By extension, the Wholesale Application Community (WAC) could also be viewed in the same light, albeit focused on the application level rather than the underlying platform. However, as these previous initiatives have illustrated, operator support is certainly no guarantee of a platform’s success, in fact the added complication of having multiple partners could actually be detrimental to the success of the project.
Mozilla involvement in the project comes from fear that the company may get cut out of the mobile browser market. While a major player in the desktop market with around 25% market share, as Internet usage shifts to mobile its future is less certain. Unlike on PCs, there is limited support for third-party browsers on the more tightly controlled mobile platforms, with Android currently the only major smartphone platform which supports third-party browser runtimes. By building a platform around its mobile browser engine, Mozilla is trying to ensure it is not locked out of mobile entirely.
Market not ready for web-only mobile apps
Much like Chrome OS in the desktop, Firefox OS is an interesting academic exercise that will test the limits of what is currently possible with mobile web technologies. As outlined in our Devices 2020 research, Ovum believes that web technologies are the future for mobile development.
However, we do not think that the web-only Firefox OS will facilitate a dramatic change in the approach to mobile application development. There is already good support for HTML5 web technologies on the existing major smartphone platforms, meaning that there is little need for another platform in order to drive their adoption forward. Despite their shortcomings, native mobile applications currently fulfill a valuable role in the mobile ecosystem and are both understood and popular with consumers.
We therefore believe that the transition to web technologies will be more gradual than the wholesale switch proposed by Firefox OS, with consumers continuing to use a mix of native and web applications rather than limiting themselves one way or another.
Despite assurances, cost will be a major barrier to success
Another significant barrier to the success of Firefox OS will be cost. The Firefox OS devices will be targeted at emerging markets, where they will be competing with low to mid-tier Android devices. From a consumer perspective, the Firefox OS devices will offer less functionality than comparable Android devices, without access to embedded Google services and the hundreds of thousands of third-party applications available on Android devices.
In order to be competitive and attractive to users, the Firefox OS devices will therefore need to be significantly cheaper than similar Android devices. The consortium has clearly acknowledged this and Telefonica has stated that the devices will be available for $50 (€40) excluding operator subsidies.

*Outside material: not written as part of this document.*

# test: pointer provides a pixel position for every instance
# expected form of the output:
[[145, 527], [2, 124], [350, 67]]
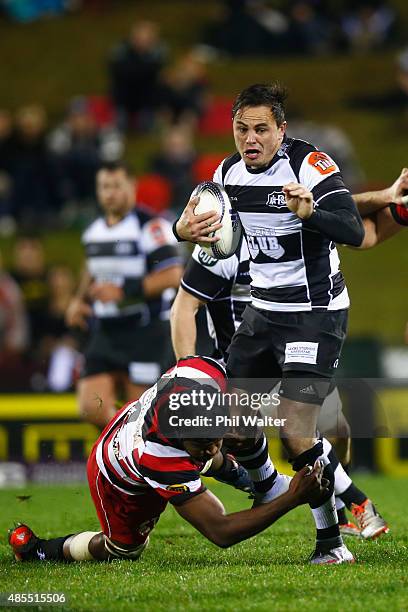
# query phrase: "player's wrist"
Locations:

However, we find it hard to believe they will be able to achieve this price point as they will be very similar in construction to comparable $150 to $200 Android handsets, and it is not clear where the savings will come from to drive the cost down to this level. The devices will still require a relatively high-end processor (the announcement pointed towards Qualcomm’s Snapdragon chipsets) in order to run HTML5 web apps.
Additionally, the devices will require all the other components normally found in more expensive devices, such as screens, memory, and cellular radios. Removing middleware components will free up some memory and processor cycles, but will not make a fundamental difference to the cost of the devices.